The Tonight Show with Jay Leno Banner

John McCain was caught playing video poker on his iPhone during the Senate hearings the other day. Everybody is criticizing McCain, but compared to what other politicians are doing on their iPhones, that's not so bad, OK?

President Obama is asking Congress to support a military strike in Syria. If they approve, it will be the first time Congress has officially declared war since Obamacare.

All week president Obama has been saying he will seek congressional approval for the strike but he insists he doesn’t really need it. When asked by the media if he was sending mixed messages, the president said: "Yes and no."

President Obama says the lack of response to Syria so far does not threaten his credibility.
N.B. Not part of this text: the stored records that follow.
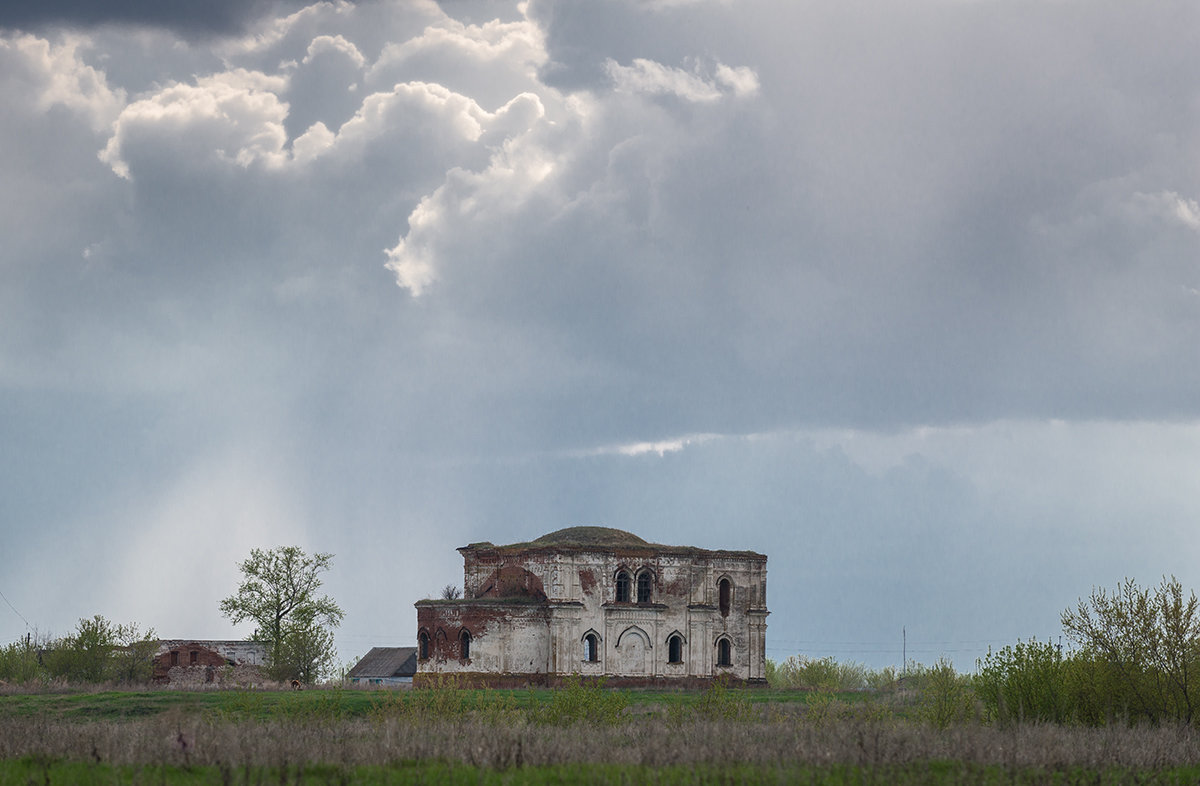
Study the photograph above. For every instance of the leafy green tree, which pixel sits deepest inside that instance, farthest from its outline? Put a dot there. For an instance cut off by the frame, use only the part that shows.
(19, 663)
(100, 651)
(306, 651)
(1151, 641)
(85, 654)
(279, 593)
(132, 660)
(1027, 681)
And you know something, he's right. The economy, Benghazi, the spying scandal — that threatens his credibility, but this other stuff, no.

Conan

Senator John McCain is under fire for being caught playing poker on his smartphone during a Senate hearing on Syria. Even worse, it was strip poker.
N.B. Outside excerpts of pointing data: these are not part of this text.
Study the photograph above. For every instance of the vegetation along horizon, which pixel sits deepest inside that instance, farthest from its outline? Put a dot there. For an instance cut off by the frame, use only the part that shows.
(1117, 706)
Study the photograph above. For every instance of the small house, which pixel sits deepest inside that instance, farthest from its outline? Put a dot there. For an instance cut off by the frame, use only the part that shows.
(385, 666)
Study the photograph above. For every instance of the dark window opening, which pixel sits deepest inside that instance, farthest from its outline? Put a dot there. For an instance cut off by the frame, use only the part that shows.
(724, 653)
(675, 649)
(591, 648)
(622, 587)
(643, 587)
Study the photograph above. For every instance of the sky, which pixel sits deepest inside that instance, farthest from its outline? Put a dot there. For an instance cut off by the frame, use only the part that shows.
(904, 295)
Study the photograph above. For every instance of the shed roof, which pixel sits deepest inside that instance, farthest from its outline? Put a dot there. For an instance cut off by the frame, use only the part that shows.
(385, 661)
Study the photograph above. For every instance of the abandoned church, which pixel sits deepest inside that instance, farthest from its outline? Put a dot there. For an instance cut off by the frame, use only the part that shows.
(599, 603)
Tonight begins Rosh Hashanah, the Jewish new year, kicking off the year 5774. It's calculated by counting the number of years since Larry King's bar mitzvah.

The new football video game "Madden NFL 25" has a feature that lets you control the career of a player over several seasons. So you can move Tim Tebow to fullback, trade Tony Romo from the Cowboys, or plead guilty for Aaron Hernandez with just the touch of a button.

This weekend Burger King announced it will offer a new french fry burger. So finally a solution to the problem of having to reach for fries between bites of your burger.

Late Show with David Letterman

Senator John McCain, during a Senate session on whether we're going to teach Syria a lesson, was caught playing online poker. I was stunned. John McCain knows how to use a computer? Really?

It's a beautiful day here in New York City. It was so nice that Diana Nyad swam back to Cuba.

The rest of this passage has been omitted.